Une irrégularité de forme qui prive la rupture d’effet et expose l’employeur au coût du contrat restant à courir

La décision de Bourges prolonge très directement d’autres décisions récentes (Cour d’appel, Reims, 25 mars 2026, RG n° 25/01263CA Angers, 23 juillet 2026, RG n° 23/00155). L’arrêt de Bourges transpose exactement ce raisonnement à une lettre simple : établir l’écrit ne suffit pas, encore faut-il prouver sa communication.

L’arrêt peut également être rapproché de celui de la Cour d’appel de Versailles rendu le 3 juin 2026 (Cour d’appel de Versailles, 3 juin 2026, RG n° 24/01221). Dans cette affaire, la rupture avait été portée à la connaissance de l’apprentie et du CFA, mais la cour avait sanctionné l’absence de notification, dans le délai, à l’organisme chargé du dépôt du contrat.

Ensemble, ces décisions dessinent une conception particulièrement exigeante du formalisme de la rupture : écrit à l’apprenti, preuve de sa communication et accomplissement des notifications institutionnelles.

La rupture « sans effet » : une sanction financière lourde, mais une motivation à manier avec précision

La cour de Bourges reprend la formule classique selon laquelle la rupture opérée hors des conditions légales est sans effet. Elle se réfère notamment à la jurisprudence de la Cour de cassation et condamne l’employeur sur la base des rémunérations restant à courir jusqu’au terme du contrat, congés payés compris. La chambre sociale a confirmé en 2022 que, lorsque la rupture de l’employeur est sans effet, l’apprenti peut prétendre aux salaires dus jusqu’au terme du contrat et aux congés payés afférents (Cass. soc., 16 mars 2022, n° 19-20.658 – Cour de cassation).
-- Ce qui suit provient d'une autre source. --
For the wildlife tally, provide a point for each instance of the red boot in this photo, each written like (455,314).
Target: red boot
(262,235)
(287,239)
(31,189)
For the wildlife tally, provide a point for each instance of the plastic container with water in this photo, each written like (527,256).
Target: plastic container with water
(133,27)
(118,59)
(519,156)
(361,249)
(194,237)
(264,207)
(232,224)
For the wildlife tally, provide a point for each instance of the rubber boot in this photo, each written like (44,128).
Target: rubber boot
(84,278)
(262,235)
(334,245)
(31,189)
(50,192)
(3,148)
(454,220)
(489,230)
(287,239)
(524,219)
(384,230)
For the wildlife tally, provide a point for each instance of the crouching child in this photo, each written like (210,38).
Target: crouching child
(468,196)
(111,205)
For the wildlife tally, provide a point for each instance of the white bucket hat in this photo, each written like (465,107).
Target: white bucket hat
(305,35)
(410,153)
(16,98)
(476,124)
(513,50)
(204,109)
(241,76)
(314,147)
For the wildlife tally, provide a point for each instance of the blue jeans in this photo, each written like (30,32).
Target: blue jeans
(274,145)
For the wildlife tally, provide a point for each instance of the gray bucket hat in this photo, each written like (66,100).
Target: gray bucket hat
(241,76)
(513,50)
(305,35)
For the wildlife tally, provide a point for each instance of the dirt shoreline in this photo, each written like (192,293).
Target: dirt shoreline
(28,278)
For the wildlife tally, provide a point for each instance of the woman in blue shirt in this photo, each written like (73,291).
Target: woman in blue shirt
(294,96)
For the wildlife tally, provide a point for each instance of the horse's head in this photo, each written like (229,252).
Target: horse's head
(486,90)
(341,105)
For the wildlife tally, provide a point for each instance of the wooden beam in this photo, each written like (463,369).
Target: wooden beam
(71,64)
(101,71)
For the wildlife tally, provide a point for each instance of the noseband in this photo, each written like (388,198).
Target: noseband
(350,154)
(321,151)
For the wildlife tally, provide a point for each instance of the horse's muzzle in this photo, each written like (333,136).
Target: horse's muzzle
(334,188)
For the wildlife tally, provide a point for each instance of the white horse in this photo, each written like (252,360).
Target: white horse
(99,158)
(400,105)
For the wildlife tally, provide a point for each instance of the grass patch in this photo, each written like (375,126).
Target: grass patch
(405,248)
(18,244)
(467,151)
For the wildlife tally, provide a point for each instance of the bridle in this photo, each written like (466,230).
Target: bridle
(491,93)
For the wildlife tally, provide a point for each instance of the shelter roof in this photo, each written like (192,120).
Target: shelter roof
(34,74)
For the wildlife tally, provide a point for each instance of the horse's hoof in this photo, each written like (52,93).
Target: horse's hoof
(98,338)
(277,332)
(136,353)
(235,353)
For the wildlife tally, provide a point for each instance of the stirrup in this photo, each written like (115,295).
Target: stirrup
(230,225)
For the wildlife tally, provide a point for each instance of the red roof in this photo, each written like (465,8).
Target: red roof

Enfin, la cour refuse d’indemniser séparément le préjudice professionnel : l’apprentie justifiait de recherches pour retrouver un contrat, mais elle avait ensuite repris une activité et ne démontrait pas que l’abandon allégué de son projet professionnel résultait de la rupture. L’arrêt rappelle ainsi que l’irrégularité de la rupture ne dispense pas de prouver les préjudices distincts dont la réparation est demandée.